Zero Names: It’s a Temporary

Temporaries are also special: if you want to avoid copies, avoid providing names to variables.

void OperatesOnVector(const std::vector<int>& v);

// No copies: the values in the vector returned by GetSomeInts()
// will be moved (O(1)) into the temporary constructed between these
// calls and passed by reference into OperatesOnVector().
OperatesOnVector(GetSomeInts());

Beware: Zombies

The above (other than std::move() itself) is hopefully pretty intuitive, it’s just that we all built up weird notions of copies in the years pre-dating C++11. For a language without garbage collection, this type of accounting gives us an excellent mix of performance and clarity. However, it’s not without dangers, and the big one is this: what is left in a value after it has been moved from?

T bar = std::move(foo);
CHECK(foo.empty()); // Is this valid? Maybe, but don’t count on it.

This is one of the major difficulties: what can we say about these leftover values? For most standard library types, such a value is left in a “valid but unspecified state.” Non-standard types usually hold to the same rule. The safe approach is to stay away from these objects: you are allowed to re-assign to them, or let them go out of scope, but don’t make any other assumptions about their state.

Clang-tidy provides some some static-checking to catch use-after move with the bugprone-use-after-move check. However, static-analysis won’t ever be able to catch all of these - be on the lookout. Call these out in code review, and avoid them in your own code. Stay away from the zombies.

Wait, `std::move` Doesn’t Move?

Yeah, one other thing to watch for is that a call to std::move() isn’t actually a move itself, it’s just a cast to an rvalue-reference. It’s only the use of that reference by a move constructor or move assignment that does the work.

std::vector<int> foo = GetSomeInts();
std::move(foo); // Does nothing.
// Invokes std::vector<int>’s move-constructor.
std::vector<int> bar = std::move(foo);

This should almost never happen, and you probably shouldn’t waste a lot of mental storage on it. I really only mention it if the connection between std::move() and a move constructor was confusing you.
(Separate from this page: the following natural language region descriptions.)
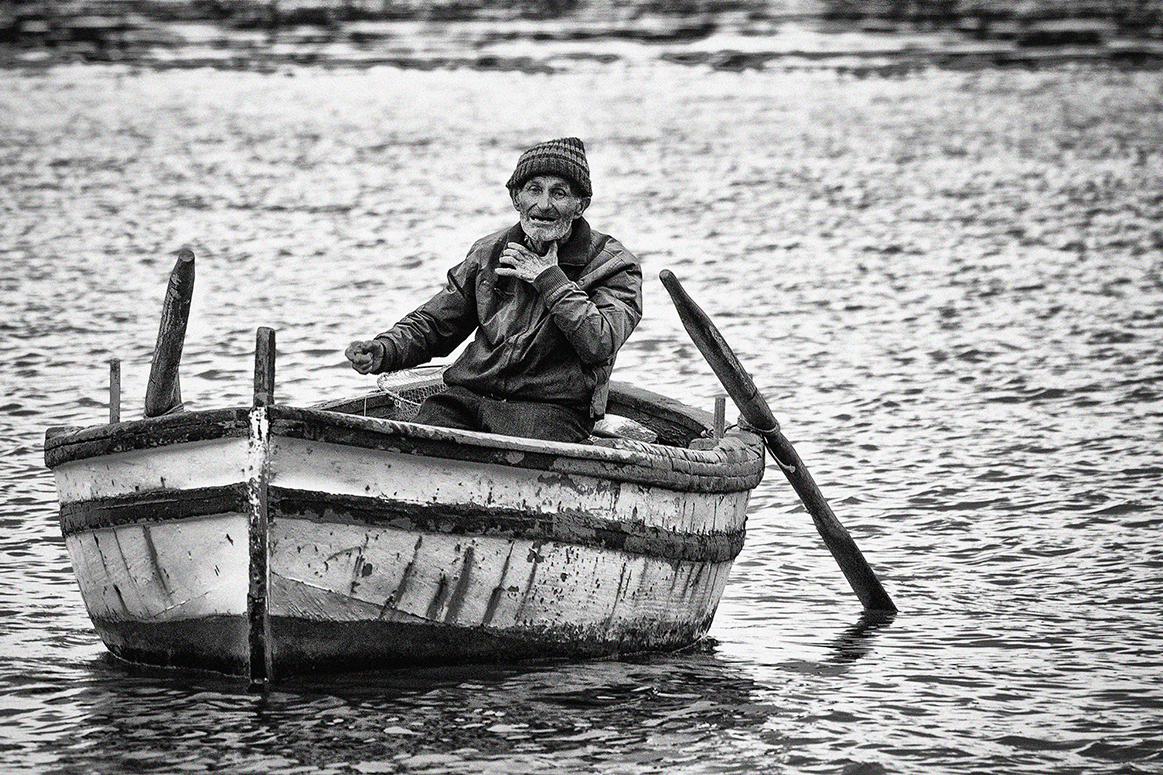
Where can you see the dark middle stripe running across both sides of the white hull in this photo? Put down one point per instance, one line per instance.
(565, 528)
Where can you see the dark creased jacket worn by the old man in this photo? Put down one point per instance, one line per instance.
(554, 340)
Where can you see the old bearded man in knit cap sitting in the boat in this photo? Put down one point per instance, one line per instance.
(548, 302)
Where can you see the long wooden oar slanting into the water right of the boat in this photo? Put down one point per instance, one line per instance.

Aaaagh! It’s All Complicated! Why!?!

First: it’s really not so bad. Since we have move operations in the majority of our value types (including protobufs), we can do away with all of the discussions of “Is this a copy? Is this efficient?” and just rely on name counting: two names, a copy. Fewer than that: no copy.

Ignoring the issue of copies, value semantics are clearer and simpler to reason about. Consider these two operations:

void Foo(std::vector<string>* paths) {
  ExpandGlob(GenerateGlob(), paths);
}

std::vector<string> Bar() {
  std::vector<string> paths;
  ExpandGlob(GenerateGlob(), &paths);
  return paths;
}

Are these the same? What about if there is existing data in *paths? How can you tell? Value semantics are easier for a reader to reason about than input/output parameters, where you need to think about (and document) what happens to existing data, and potentially whether there is an pointer ownership transfer.
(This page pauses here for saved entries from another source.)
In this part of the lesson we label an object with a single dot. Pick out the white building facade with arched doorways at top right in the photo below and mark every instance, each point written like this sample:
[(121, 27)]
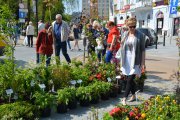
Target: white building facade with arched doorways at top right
[(153, 14)]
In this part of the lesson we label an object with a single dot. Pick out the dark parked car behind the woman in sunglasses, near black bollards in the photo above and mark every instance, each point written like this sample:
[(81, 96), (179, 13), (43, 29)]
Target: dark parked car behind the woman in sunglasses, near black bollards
[(151, 36)]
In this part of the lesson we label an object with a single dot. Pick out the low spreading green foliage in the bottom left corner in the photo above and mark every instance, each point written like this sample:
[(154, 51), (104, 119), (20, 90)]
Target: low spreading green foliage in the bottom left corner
[(17, 110)]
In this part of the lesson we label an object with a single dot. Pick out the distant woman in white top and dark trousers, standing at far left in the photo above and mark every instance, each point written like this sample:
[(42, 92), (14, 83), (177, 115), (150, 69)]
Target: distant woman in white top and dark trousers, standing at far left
[(30, 34)]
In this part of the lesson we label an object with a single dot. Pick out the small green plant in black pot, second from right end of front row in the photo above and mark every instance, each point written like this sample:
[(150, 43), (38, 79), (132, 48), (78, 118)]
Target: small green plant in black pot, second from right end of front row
[(105, 90)]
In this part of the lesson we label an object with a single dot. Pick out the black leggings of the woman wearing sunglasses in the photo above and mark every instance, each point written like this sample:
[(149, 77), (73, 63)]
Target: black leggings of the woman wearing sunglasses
[(130, 86)]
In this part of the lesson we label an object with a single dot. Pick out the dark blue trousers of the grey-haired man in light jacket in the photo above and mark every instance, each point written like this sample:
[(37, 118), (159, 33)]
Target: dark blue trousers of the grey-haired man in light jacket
[(63, 46)]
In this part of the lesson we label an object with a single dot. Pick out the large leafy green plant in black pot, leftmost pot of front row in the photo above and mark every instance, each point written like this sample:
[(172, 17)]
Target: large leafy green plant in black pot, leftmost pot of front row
[(43, 102)]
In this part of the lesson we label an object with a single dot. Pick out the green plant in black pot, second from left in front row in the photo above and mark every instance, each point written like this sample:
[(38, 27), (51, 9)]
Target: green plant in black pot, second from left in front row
[(63, 98)]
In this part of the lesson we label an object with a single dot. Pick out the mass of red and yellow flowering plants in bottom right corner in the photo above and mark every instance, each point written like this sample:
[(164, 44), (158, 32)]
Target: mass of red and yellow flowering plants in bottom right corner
[(156, 108)]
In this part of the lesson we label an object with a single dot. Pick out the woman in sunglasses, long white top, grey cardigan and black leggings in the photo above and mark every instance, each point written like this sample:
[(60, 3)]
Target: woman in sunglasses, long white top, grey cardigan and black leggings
[(132, 57)]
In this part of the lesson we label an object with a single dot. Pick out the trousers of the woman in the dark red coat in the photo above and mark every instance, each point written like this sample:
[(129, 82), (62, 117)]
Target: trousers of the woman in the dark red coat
[(42, 58)]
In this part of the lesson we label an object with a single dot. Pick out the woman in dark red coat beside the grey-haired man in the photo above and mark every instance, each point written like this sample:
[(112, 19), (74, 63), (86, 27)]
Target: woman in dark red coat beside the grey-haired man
[(44, 45)]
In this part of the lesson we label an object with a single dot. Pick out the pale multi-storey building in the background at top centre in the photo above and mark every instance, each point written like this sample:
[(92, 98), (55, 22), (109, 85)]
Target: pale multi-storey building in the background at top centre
[(99, 9)]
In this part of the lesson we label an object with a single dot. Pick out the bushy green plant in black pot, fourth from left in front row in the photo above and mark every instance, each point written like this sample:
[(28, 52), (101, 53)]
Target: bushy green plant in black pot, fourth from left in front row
[(84, 95)]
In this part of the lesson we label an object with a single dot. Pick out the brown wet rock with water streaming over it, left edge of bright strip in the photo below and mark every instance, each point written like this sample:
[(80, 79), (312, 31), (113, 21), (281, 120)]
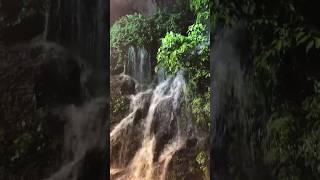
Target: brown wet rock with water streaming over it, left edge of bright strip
[(122, 148)]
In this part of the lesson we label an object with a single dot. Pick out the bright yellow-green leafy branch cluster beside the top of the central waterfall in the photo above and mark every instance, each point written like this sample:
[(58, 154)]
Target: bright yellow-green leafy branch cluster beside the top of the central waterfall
[(190, 53)]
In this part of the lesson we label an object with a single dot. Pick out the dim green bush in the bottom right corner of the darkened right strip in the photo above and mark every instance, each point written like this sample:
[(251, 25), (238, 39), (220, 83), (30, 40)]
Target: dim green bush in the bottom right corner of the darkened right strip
[(292, 141)]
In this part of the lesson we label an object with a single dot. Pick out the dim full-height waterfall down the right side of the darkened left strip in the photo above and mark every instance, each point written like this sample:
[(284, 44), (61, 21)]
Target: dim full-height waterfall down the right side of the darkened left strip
[(80, 26)]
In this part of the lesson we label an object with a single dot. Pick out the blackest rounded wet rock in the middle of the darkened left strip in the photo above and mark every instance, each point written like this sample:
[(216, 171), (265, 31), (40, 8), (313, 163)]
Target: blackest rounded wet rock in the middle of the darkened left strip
[(59, 81)]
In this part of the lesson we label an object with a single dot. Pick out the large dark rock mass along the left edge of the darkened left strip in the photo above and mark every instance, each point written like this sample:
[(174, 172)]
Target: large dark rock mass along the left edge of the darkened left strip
[(33, 78)]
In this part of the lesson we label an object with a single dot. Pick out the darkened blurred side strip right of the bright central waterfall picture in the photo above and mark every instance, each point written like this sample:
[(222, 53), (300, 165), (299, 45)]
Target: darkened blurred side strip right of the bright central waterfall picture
[(265, 69)]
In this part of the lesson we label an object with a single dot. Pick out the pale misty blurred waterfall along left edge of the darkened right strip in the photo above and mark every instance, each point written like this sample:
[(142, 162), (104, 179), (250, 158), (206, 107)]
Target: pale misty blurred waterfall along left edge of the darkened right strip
[(229, 90)]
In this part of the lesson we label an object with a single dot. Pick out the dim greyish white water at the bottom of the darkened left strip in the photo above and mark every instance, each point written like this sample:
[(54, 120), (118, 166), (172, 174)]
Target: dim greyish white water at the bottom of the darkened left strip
[(82, 134)]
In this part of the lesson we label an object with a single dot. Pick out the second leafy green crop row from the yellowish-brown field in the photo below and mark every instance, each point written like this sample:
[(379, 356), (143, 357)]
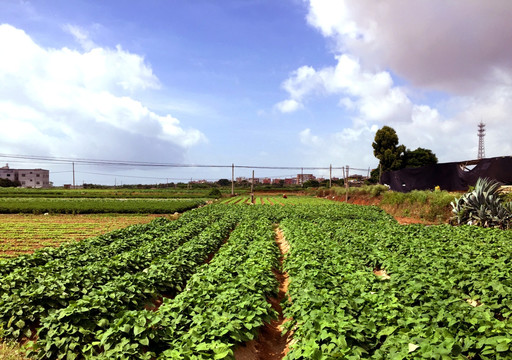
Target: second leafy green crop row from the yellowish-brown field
[(34, 294)]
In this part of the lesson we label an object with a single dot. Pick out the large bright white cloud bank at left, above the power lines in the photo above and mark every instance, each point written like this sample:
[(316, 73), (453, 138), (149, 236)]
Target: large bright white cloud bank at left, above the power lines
[(62, 102)]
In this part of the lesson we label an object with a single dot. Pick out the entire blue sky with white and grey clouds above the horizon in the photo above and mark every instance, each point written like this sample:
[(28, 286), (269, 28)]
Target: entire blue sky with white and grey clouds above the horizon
[(252, 82)]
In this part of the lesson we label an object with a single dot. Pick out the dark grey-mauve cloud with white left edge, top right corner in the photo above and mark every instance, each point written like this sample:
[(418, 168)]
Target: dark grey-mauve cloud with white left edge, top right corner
[(452, 46)]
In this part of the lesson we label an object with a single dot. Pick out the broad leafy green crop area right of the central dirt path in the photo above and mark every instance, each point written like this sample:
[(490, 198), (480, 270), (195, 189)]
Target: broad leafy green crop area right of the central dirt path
[(378, 290)]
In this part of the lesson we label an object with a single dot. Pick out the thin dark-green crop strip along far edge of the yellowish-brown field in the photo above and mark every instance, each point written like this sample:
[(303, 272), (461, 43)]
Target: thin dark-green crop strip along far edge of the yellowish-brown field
[(95, 206)]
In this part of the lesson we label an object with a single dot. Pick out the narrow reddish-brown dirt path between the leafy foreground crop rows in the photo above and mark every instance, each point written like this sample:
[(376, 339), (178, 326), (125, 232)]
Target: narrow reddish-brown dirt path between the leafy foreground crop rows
[(270, 344)]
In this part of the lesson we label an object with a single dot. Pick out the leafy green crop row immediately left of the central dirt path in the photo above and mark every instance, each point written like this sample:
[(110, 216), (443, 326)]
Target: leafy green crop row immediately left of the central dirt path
[(224, 304)]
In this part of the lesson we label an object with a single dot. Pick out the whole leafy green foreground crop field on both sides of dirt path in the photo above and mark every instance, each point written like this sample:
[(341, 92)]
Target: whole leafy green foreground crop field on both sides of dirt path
[(361, 286)]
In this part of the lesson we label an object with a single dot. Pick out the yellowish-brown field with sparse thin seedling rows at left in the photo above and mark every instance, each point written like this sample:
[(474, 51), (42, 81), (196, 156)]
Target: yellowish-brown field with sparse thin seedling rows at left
[(24, 233)]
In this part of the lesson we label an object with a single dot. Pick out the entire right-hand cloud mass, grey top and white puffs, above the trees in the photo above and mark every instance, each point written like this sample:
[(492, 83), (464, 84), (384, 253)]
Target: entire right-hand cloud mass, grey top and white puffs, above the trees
[(460, 49)]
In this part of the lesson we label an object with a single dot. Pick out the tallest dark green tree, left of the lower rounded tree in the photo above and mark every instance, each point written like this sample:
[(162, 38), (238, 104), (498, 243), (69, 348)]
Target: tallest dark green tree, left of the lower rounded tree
[(386, 149)]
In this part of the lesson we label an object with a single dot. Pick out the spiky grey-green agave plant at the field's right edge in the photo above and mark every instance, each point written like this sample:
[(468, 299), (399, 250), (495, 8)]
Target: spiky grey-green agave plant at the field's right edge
[(483, 206)]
Because of the simpler guarantees about lifetime and usage when dealing with values (instead of pointers), it is easier for the compiler’s optimizers to operate on code in that style. Well-managed value semantics also minimizes hits on the allocator (which is cheap but not free). Once we understand how move semantics help rid us of copies, the compiler’s optimizers can better reason about object types, lifetimes, virtual dispatch, and a host of other issues that help generate more efficient machine code.
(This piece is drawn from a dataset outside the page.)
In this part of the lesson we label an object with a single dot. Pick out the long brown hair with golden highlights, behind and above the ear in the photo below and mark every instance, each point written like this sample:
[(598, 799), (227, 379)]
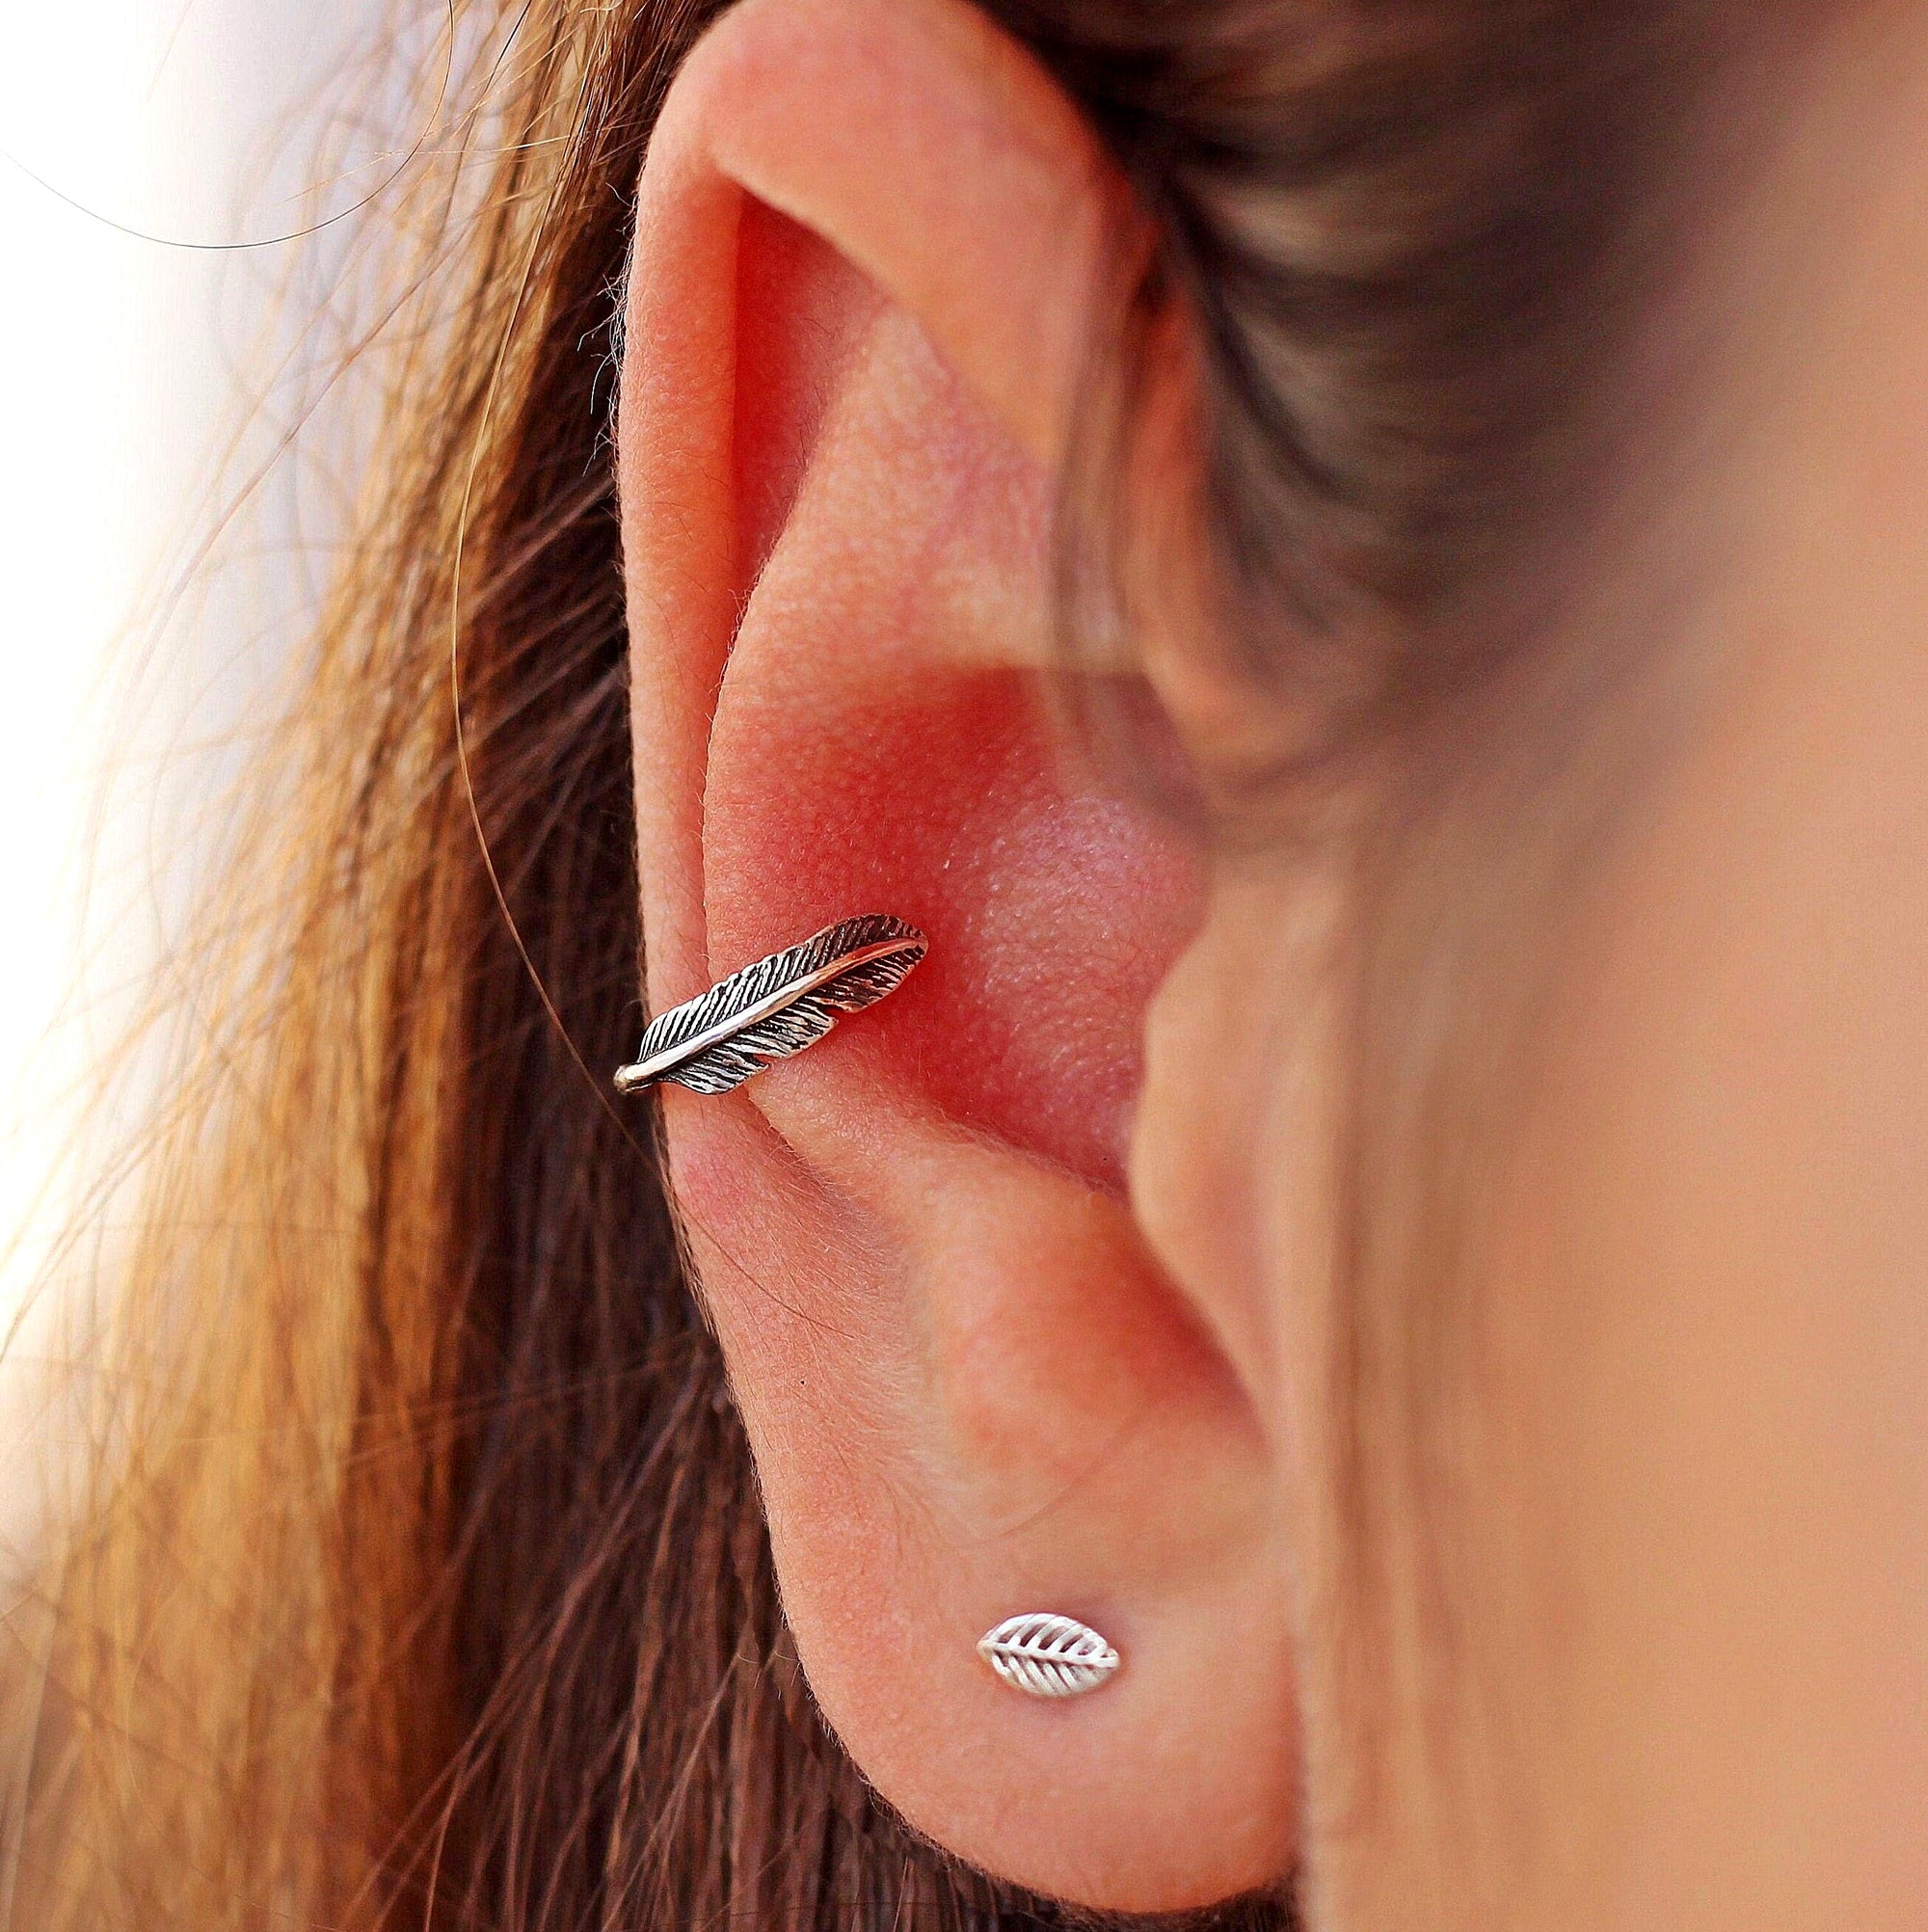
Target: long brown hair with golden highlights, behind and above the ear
[(422, 1576)]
Since most utility code is now move-aware, we should stop worrying about copies and pointer semantics, and focus on writing simple easy-to-follow code. Please make sure you understand the new rules: not all legacy interfaces you encounter may be updated to return by value (instead of by output parameter), so there will always be a mix of styles. It’s important that you understand when one is more appropriate than the other.